Green Square - until this weekend the epicenter of pro-Qaddfi demonstrations in the capital - was renamed "Martyrs' Square" by many celebrating there over night.

The startling rebel breakthrough, after a long deadlock in Libya's 6-month-old civil war, was the culmination of a closely coordinated plan by rebels, NATO and anti-Qaddafi residents inside Tripoli, rebel leaders said. Rebel fighters from the west swept over 20 miles in a matter of hours Sunday, taking town after town and overwhelming a major military base as residents poured out to cheer them. At the same time, Tripoli residents secretly armed by rebels rose up.

When rebels reached the gates of Tripoli, the special battalion entrusted by Qaddafi with guarding the capital promptly surrendered. The reason: Its commander, whose brother had been executed by Qaddafi years ago, was secretly loyal to the rebellion, a senior rebel official Fathi al-Baja told The Associated Press.

Al-Baja, the head of the rebels' political committee, said the opposition's National Transitional Council (NTC) had been working on the offensive for the past three months, coordinating with NATO and rebels within Tripoli. Sleeper cells were set up in the capital, armed by rebel smugglers. On Thursday and Friday, NATO intensified strikes inside the capital, and on Saturday, the sleeper cells began to rise up.

When the battle for Tripoli is eventually won, the NTC will face a host of challenges as it works to reverse four decades of inter-tribal feuding encouraged by Qaddafi for political reasons, to try and unite a divided nation, former Undersecretary of State Nicholas Burns tells "The Early Show". Burns, who is now a professor of diplomacy and international politics at Harvard, tells CBS News that Qaddafi himself, if not apprehended quickly by rebel forces, could try and lead a domestic insurgency against any new government. "It may be a Saddam situation," said Burns, referring to the deposed Iraqi leader who disappeared after U.S. forces swept Baghdad and was later discovered hiding in a small underground bunker.

President Obama said Libya was "slipping from the grasp of a tyrant" and urged Qaddafi to relinquish power to prevent more bloodshed.

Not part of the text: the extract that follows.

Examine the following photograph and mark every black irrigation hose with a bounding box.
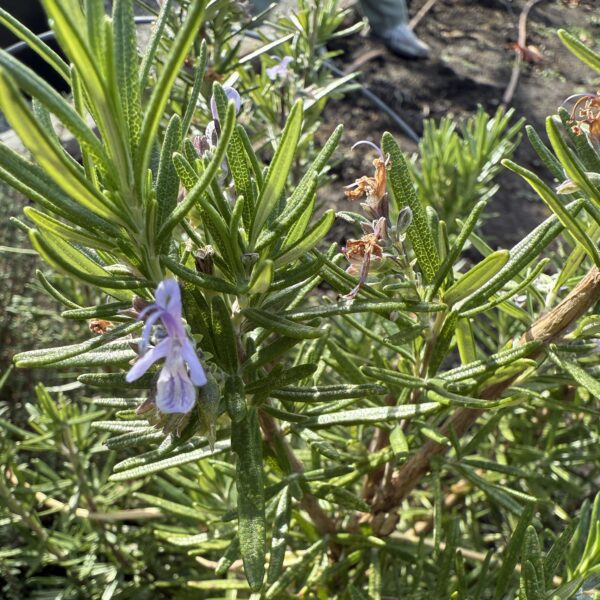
[6,15,419,144]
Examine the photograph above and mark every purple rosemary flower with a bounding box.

"The future of Libya is now in the hands of the Libyan people," Obama said in a statement from Martha's Vineyard, where he's vacationing. He promised to work closely with rebels.

By the early hours of Monday, opposition fighters controlled most of the capital. The seizure of Green Square held profound symbolic value — the plaza was the scene of pro-Qaddafi rallies organized by the regime almost every night, and Qaddafi delivered speeches to his loyalists from the historic Red Fort that overlooks the square. Rebels and Tripoli residents set up checkpoints around the city, though pockets of pro-Qaddafi fighters remained. In one area, AP reporters with the rebels were stopped and told to take a different route because of regime snipers nearby.

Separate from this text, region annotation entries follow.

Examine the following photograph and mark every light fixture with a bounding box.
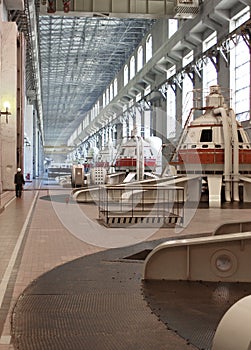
[0,101,11,124]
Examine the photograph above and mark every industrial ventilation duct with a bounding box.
[174,0,199,19]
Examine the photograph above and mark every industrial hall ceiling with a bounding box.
[10,0,161,147]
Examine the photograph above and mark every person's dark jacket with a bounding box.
[14,172,25,186]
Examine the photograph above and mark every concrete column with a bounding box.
[23,105,33,180]
[0,22,17,191]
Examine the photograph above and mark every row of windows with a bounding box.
[68,7,250,145]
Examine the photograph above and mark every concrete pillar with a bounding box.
[0,22,17,191]
[23,105,33,180]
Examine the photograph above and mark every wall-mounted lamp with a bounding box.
[0,101,11,124]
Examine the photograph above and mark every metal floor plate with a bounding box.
[12,241,251,350]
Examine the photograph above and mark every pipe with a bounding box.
[229,109,240,202]
[214,107,232,202]
[136,136,145,181]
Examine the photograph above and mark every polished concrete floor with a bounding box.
[0,179,250,350]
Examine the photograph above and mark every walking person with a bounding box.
[14,168,25,198]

Abdel-Hakim Shugafa, a 26-year-old rebel fighter, said he was stunned by how easy it was. He saw only about 20 minutes of gun battles as he and his fellow fighters pushed into the capital at nightfall.

"I expect Libya to be better," said Shugafa, part of a team guarding the National Bank near Green Square. "He (Qaddafi) oppressed everything in the country — health and education. Now we can build a better Libya."

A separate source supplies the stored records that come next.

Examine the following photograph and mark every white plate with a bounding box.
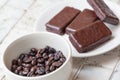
[36,0,120,57]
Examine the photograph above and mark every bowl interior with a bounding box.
[3,32,70,69]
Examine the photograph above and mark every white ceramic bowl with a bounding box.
[2,32,72,80]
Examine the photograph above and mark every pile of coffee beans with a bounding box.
[11,46,66,77]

In a series of angry and defiant audio messages broadcast on state television, Qaddafi called on his supporters to march in the streets of the capital and "purify it" of "the rats." He was not shown in the messages.

His defiance raised the possibility of a last-ditch fight over the capital, home to 2 million people. Government spokesman Moussa Ibrahim claimed the regime has "thousands and thousands of fighters" and vowed: "We will fight. We have whole cities on our sides. They are coming en masse to protect Tripoli to join the fight."

But it seemed that significant parts of Qaddafi's regime and military were abandoning him. His prime minister, Al-Baghdadi Al-Mahmoudi, fled to a hotel in the Tunisian city of Djerba, said Guma el-Gamaty, a London-based rebel spokesman.